秋の旅はモミジや楓の紅葉が一番良いですね。最後の何枚かの画像は秋を実感できました。
デコウォーカ
2007/11/11 22:06
一花さん、登別2も素晴らしいです大昔ですが、行ったことの自分の記憶って何だろうと疑っています。最初の北海道旅行にしても覚えが全くないのです。情けないです。登別の地獄谷のことしっかり勉強できました。
今日は寒かったです。早朝から娘の家へ行って双子の孫たちの七五三に付き合わされました。写真担当ですよ。
彦左
2007/11/11 22:15
大湯沼を見下ろす景色が良いです、対岸には湯気もみえますし綺麗な赤はここでもツツジの系統ですかね、ハナゴケも赤が際立っていすがやはり温泉街の境内の紅葉が一番ですかね、綺麗です。
OSAMI
2007/11/11 22:20
なおさん、こんばんは。コメント有難うございます。
旅行記も以前は長々と書いていたしたが、今回は早々と御終いしました。(それでも長くなっていますが・・。)
しっかりと事実を調べて書かなくてはいけないので、結構時間がかかりますね。ネット記事とパンフが役立ってます。似たような画像が多くて、それを選ぶのも大変です。

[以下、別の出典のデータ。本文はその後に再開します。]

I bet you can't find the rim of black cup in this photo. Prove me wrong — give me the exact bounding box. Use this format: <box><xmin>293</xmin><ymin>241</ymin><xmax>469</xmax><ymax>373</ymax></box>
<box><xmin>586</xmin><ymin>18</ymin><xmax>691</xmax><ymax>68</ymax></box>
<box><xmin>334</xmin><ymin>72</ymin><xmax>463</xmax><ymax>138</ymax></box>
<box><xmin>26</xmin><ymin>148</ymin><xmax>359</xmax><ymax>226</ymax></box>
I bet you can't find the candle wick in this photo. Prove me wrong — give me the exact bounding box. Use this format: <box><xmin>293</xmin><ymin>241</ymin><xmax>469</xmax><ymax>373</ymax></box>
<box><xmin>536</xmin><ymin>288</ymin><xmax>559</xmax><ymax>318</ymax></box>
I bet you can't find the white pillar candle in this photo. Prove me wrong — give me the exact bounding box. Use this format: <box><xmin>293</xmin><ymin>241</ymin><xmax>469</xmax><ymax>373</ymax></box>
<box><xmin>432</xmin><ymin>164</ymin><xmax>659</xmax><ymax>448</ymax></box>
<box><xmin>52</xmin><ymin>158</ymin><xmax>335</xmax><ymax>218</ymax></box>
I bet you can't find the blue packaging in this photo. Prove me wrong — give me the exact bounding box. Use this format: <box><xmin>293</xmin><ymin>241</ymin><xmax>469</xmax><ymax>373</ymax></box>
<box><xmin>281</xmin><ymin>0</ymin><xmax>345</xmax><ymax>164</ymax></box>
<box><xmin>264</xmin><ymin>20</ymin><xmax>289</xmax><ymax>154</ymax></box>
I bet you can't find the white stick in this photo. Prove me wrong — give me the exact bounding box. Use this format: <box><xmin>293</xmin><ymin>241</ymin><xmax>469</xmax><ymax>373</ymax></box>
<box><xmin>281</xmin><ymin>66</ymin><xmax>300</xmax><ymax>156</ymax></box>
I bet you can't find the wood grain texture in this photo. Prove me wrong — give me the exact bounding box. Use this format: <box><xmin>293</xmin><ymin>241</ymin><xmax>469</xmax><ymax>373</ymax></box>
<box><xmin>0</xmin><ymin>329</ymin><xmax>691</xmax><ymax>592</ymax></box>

駄文とたくさんの画像見て下さって有難うございました。こちらももう、紅葉の盛りとなりましたね。
なおさんへ
2007/11/11 23:07
デコウォーカーさん、こんばんは。コメント有難うございます。
大沼はまさに地獄の釜のようで、ここで湯浴み(釜ゆで)している人もいるかとよく見たのですが、誰も裸の人はいませんでした。
閻魔さまは足湯でもされたのでしょうか?赤鬼はここで茹だって赤くなったのかも知れません〜。
場所によりますが、こちらには楓が多く、紅葉が少ないようでした。
青空背景ですと、赤も引き立ちますが、曇り日とカメラ腕が悪いでした。
御付き合い下さって有難うございました。
デコウォーカーさんへ
2007/11/11 23:15
彦左 さん、こんばんは。コメント有難うございます。
何時もですが、簡潔にできず、登別2と長々となってしまいました。
皆さんも同じようで、昔の記憶は忘れてしまうものですよね。私も記憶力は年々劣ってくるようで、何所かで見た花と名前と思っても、この頃すぐに出てこないです〜。何べんも繰り返して記憶に残すしか仕方ないのでしょうね。今日はお孫さんの七五三のお祝い、おめでとうごさいます。しっかりとしたお孫さんでこれからがお楽しみですね。カメラ係、お疲れさまでしたね。
彦左 さんへ
2007/11/11 23:23
OSAMI さん、こんばんは。コメント有難うございます。
この画像では見難いですが、トップの画像の山頂は火の煙が見えていました。大湯沼の他にも小さな沼があったのですが、そこまでは見ませんでした。ここでは足湯が楽しめるそうですが、サルやクマなど動物は温泉に入らないのでしょうか?赤はツツジ系統でなく、丈がありますので、楓系統のようです。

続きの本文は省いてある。